Programa de Acción

250. Un diagnóstico claro y objetivo de la economía mexicana que permita identificar las barreras que impiden su crecimiento favorecerá la instrumentación de una agenda integral para el desarrollo económico y la creación de una política económica que contenga políticas específicas para los diferentes sectores.

251. La transformación y el crecimiento requieren cambios en la estructura económica actual. Por tal motivo el PRI se pronuncia por:

252. Frenar el grave deterioro en los niveles de vida de la población, ocasionado por la aplicación de políticas económicas contrarias a las que aconseja la vía de desenvolvimiento histórico que hemos determinado los mexicanos,

253. Promover la reforma democrática de la economía que auspicie el desarrollo acelerado de las fuerzas productivas, respete y enfatice en la vocación de los recursos naturales, promueva el desenvolvimiento de la industria y los servicios, incorpore los avances científicos y técnicos al aparato productivo, abra cauce a una economía cada vez más sustentada en la educación, el conocimiento y la información, asegure mayor integración nacional a la planta productiva y no excluya a ninguna de las formas de propiedad y organización social.

254. En este marco, el PRI se compromete a orientar la acción de nuestros legisladores federales y estatales y de nuestras autoridades locales a la consecución de los siguientes objetivos:

Promover una economía sólida y mejor posicionada dentro de un proceso de globalización más equitativo

255. El mundo de fines del siglo XX y principios del XXI ha sido escenario de una nueva y compleja arquitectura de relaciones económicas internacionales, definida por la formación de redes comerciales y la vinculación de procesos productivos a lo largo del planeta, definida bajo el concepto de “globalización”.

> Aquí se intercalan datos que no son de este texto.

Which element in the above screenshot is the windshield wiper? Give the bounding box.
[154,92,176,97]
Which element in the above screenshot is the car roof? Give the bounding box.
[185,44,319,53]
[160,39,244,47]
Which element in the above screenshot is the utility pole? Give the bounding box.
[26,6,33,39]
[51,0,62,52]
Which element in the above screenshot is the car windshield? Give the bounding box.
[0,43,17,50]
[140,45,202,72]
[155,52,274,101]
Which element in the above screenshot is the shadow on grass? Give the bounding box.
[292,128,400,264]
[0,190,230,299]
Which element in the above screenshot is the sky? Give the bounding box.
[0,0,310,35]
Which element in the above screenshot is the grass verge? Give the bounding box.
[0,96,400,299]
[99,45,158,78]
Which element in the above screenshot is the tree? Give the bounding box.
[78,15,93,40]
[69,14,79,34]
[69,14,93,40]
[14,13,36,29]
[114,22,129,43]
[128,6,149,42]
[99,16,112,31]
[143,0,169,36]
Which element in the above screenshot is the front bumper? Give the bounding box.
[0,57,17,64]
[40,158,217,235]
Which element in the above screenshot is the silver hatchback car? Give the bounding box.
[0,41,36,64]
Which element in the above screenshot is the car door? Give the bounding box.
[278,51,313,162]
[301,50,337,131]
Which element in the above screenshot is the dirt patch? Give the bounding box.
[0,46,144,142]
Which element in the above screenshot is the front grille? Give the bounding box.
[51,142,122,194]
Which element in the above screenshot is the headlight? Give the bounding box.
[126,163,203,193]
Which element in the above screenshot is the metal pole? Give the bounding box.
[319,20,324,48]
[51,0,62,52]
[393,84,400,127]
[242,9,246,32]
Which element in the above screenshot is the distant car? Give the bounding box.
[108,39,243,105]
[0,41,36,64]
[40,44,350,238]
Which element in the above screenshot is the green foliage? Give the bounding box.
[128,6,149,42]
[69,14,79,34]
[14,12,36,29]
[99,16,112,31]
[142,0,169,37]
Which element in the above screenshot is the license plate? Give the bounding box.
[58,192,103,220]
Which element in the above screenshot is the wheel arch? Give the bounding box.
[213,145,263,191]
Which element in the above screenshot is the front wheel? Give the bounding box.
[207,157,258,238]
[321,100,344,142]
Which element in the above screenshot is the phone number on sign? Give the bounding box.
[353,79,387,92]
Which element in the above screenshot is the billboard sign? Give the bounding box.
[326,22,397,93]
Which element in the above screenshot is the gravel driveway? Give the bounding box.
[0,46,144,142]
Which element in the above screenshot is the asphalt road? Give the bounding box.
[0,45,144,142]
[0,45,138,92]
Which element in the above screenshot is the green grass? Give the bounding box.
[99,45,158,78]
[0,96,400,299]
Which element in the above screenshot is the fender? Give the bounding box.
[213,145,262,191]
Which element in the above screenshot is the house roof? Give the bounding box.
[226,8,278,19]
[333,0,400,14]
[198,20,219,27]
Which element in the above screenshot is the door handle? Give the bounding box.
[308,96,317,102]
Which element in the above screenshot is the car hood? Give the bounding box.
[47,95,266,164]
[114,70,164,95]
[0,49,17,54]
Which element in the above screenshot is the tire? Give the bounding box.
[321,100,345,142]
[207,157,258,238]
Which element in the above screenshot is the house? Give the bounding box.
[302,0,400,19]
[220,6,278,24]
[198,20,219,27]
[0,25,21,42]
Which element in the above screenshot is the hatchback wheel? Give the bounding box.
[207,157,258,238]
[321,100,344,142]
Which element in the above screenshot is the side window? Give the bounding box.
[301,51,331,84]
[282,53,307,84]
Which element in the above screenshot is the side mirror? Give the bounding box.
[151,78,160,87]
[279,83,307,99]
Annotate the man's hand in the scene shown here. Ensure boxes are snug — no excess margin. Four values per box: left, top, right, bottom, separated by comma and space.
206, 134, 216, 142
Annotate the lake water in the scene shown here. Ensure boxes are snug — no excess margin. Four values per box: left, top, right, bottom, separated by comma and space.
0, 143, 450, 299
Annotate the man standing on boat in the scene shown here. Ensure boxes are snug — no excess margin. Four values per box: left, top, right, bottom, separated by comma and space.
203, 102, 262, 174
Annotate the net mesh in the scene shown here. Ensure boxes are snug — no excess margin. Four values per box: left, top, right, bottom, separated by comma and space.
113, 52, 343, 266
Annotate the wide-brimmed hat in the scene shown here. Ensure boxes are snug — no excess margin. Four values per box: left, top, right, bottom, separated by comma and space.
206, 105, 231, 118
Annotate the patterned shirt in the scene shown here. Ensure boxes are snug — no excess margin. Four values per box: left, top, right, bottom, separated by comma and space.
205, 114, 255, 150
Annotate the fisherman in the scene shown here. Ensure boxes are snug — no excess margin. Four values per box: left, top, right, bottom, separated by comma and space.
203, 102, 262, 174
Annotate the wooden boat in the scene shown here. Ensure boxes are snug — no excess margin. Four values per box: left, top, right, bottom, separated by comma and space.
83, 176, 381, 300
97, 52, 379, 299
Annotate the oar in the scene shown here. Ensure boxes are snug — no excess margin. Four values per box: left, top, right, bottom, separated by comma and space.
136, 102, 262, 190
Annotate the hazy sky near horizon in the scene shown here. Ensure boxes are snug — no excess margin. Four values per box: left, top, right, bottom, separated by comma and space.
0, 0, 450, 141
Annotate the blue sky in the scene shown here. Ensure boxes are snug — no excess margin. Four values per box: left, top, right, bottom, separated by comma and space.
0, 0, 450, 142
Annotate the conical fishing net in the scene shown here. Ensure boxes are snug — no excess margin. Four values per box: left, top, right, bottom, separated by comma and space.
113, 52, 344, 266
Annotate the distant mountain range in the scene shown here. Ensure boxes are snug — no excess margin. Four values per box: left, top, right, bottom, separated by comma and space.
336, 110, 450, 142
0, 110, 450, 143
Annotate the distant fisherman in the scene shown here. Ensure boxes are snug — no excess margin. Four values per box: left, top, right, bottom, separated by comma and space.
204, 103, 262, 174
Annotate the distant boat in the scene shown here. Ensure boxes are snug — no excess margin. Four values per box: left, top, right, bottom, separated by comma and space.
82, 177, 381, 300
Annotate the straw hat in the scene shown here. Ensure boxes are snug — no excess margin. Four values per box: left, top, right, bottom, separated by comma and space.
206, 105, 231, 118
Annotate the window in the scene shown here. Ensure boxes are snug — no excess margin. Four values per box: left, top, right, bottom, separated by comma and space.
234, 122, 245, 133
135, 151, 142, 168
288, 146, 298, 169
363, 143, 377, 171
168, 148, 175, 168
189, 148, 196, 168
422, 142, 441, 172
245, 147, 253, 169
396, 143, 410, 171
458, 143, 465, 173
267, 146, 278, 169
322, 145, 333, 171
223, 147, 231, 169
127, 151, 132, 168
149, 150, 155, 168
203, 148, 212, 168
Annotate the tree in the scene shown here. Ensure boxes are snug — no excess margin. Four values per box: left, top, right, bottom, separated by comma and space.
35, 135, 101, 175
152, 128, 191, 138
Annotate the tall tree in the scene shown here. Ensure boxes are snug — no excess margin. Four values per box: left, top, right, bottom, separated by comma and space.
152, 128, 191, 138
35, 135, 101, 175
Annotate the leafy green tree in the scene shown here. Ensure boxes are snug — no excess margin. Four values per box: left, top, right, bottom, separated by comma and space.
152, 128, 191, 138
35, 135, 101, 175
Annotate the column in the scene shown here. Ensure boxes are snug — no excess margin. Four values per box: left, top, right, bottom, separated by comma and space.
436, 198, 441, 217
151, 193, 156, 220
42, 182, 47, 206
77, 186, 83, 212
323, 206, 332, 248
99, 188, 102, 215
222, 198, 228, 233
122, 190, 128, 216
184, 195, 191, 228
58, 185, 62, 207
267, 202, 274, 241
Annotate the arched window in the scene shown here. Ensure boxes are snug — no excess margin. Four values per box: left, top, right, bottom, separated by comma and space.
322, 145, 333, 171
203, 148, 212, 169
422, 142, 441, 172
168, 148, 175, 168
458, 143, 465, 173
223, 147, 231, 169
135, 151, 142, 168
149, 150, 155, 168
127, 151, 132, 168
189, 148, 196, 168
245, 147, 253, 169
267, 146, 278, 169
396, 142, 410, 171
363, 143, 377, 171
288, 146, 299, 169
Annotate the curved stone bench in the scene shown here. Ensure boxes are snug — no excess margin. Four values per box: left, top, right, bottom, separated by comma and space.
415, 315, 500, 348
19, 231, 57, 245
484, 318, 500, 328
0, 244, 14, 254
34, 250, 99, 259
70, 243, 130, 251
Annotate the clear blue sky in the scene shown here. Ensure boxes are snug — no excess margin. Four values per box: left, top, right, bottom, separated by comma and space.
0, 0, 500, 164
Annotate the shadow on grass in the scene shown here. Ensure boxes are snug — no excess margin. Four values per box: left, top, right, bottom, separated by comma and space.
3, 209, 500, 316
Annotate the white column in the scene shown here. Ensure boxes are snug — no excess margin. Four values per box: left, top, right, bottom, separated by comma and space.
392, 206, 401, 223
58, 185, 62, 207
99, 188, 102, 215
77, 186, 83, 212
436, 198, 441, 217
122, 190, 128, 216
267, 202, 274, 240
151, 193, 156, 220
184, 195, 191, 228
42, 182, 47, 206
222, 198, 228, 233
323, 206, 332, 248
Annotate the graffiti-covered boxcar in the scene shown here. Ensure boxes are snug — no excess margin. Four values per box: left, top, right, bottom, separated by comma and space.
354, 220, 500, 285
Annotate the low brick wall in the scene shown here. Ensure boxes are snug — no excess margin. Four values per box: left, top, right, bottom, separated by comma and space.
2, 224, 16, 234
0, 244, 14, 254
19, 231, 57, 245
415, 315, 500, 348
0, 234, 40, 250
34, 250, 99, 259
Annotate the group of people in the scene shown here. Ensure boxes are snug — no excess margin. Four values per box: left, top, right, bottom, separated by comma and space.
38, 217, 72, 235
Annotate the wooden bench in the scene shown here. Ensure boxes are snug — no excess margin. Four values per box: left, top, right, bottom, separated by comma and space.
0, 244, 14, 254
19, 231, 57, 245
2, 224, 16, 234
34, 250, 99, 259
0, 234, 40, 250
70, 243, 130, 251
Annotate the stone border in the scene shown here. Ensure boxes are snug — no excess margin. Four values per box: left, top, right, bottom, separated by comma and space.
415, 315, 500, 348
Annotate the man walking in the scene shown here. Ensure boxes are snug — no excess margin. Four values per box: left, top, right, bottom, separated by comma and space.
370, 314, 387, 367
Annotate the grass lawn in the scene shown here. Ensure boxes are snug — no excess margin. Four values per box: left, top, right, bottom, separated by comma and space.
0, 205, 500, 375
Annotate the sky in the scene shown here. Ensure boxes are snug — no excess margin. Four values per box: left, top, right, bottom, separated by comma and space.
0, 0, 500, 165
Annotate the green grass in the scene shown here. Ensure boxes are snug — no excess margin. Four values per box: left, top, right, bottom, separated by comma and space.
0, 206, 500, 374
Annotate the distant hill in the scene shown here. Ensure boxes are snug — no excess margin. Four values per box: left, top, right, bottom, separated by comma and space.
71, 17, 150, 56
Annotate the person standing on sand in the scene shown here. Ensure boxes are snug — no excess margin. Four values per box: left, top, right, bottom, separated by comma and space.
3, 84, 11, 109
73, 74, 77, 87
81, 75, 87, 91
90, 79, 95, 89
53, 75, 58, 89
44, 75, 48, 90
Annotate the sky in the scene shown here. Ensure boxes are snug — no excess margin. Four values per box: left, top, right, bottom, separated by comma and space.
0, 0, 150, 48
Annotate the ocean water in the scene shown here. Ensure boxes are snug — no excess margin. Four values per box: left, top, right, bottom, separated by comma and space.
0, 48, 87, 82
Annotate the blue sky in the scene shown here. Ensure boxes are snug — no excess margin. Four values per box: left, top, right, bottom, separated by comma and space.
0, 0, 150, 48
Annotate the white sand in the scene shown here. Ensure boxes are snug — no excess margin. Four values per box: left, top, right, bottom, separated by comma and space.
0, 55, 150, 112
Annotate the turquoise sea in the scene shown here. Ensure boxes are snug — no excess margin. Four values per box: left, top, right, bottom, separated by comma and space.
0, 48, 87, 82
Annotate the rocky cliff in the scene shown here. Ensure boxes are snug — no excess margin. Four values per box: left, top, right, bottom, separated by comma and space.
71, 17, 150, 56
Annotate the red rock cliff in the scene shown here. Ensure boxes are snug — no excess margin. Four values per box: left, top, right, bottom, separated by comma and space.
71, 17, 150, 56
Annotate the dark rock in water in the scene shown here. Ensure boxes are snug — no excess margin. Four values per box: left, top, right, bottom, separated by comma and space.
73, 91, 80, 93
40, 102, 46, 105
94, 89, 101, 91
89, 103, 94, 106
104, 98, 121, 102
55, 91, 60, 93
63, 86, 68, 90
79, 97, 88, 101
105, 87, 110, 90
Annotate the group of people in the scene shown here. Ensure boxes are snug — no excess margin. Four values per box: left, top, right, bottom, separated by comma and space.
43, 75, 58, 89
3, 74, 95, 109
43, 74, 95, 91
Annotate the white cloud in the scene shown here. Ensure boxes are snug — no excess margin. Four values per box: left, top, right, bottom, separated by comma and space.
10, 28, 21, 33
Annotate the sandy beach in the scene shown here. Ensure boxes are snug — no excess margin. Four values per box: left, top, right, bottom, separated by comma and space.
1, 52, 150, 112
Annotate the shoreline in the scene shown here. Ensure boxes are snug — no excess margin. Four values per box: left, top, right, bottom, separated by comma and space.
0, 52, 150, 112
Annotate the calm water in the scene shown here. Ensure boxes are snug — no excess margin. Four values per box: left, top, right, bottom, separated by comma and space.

256. Ésta ha servido de marco para definir el modelo económico dominante, que ha profundizado las asimetrías entre países ricos y países pobres, generando la percepción cada vez más generalizada de que las ventajas que representa entrañan también severos riesgos.

257. Un ejemplo contundente de los desequilibrios generados por el modelo global actual es la crisis alimentaria que aqueja al mundo, particularmente a los países de menor ingreso. Los desequilibrios causados por las políticas proteccionistas de los países industrializados, las presiones para la apertura de los mercados agrícolas de manera indiscriminada y la abrupta e irracional alza de los precios del petróleo que presiona por mayor producción de bioenergéticos, han causado que las condiciones de los países más pobres estén al límite y que enfrenten hambrunas y la consecuente inestabilidad social y política.

258. Por otra parte, en todo el mundo amenaza una vez más el fantasma de la inflación generalizada con un bajo crecimiento, resultado de los mismos desequilibrios causados por el modelo imperante. En este escenario, los países más industrializados continúan negando la posibilidad de nuevos acuerdos globales a fin de mantener sus privilegios.